Weisburd and Chester (14) say it is important to conceive the idea that all forms of measurement aim to distinguish groups or phenomena from one another. The implicit ramification of this fact is the classification of new knowledge into easily understandable facets. This process leads to the creation of variables because the measurements of these variables ascertain the reliability of new knowledge. This process also implies the easy categorization of units of knowledge into definite categories. Weisburd and Chester (14) find it important to highlight the differences between scientific measurement and other types of measurement because scientific measurement uses systematic criteria as the basis of gaining new knowledge.

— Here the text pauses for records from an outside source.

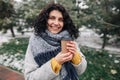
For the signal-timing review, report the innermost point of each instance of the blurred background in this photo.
(98, 22)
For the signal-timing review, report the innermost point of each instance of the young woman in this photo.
(44, 59)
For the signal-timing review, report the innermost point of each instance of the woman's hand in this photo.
(71, 47)
(63, 57)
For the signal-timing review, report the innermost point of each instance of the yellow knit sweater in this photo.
(56, 66)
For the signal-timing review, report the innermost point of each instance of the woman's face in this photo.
(55, 21)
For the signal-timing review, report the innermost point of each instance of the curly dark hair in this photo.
(41, 20)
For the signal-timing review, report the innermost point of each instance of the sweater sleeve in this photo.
(34, 72)
(55, 66)
(79, 62)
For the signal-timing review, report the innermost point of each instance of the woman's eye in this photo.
(52, 17)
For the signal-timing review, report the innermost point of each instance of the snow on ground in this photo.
(87, 38)
(6, 37)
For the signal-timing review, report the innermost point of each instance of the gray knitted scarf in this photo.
(46, 46)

Based on the assessment of the nature of knowledge, this paper affirms that without measurement, there is no knowledge. To comprehend, use, and improve knowledge, people need to include measurement tools to manage and understand knowledge. The failure to do so may mean that knowledge cannot exist in an identifiable way for human use, or understanding. The limited nature of human thought (which births knowledge) also explains why measurable instruments define knowledge. Indeed, because thoughts are fragmented, knowledge also exists in a fragmented and limited form. It is incomprehensible to imagine that knowledge is boundless, when human thought (which causes its existence) is fragmented and limited. Therefore, although human thoughts could produce boundless ideas, they are still fixated on material elements (the human brain), which are finite and limited.
The main problem associated with understanding human knowledge as a function of human measurement is the inconsistencies that these human measurements produce when they evaluate knowledge and predict human behavior. This paper shows that this argument has dominated most criticisms for knowledge measurement techniques, such as self-reporting. However, a deeper assessment of this issue reveals that methodological flaws explain most of the problems associated with these measurement tools. Nonetheless, the importance of measurement techniques in knowledge acquisition stems from understanding the nature of knowledge and its constituents. Stated differently, knowledge is a finite concept that develops from finite elements that outline its limits.
Hunt, Darwin. “The Concept of Knowledge and how to Measure it.” Journal of Intellectual Capital 4.1 (2003): 100-113. Print.
Krishnamurti, Jiddu. Mind Without Measure: The Root Cause of Confusion. 2013. Web.
Weisburd, David and Britt Chester. Statistics in Criminal Justice, New York: Springer, 2007. Print.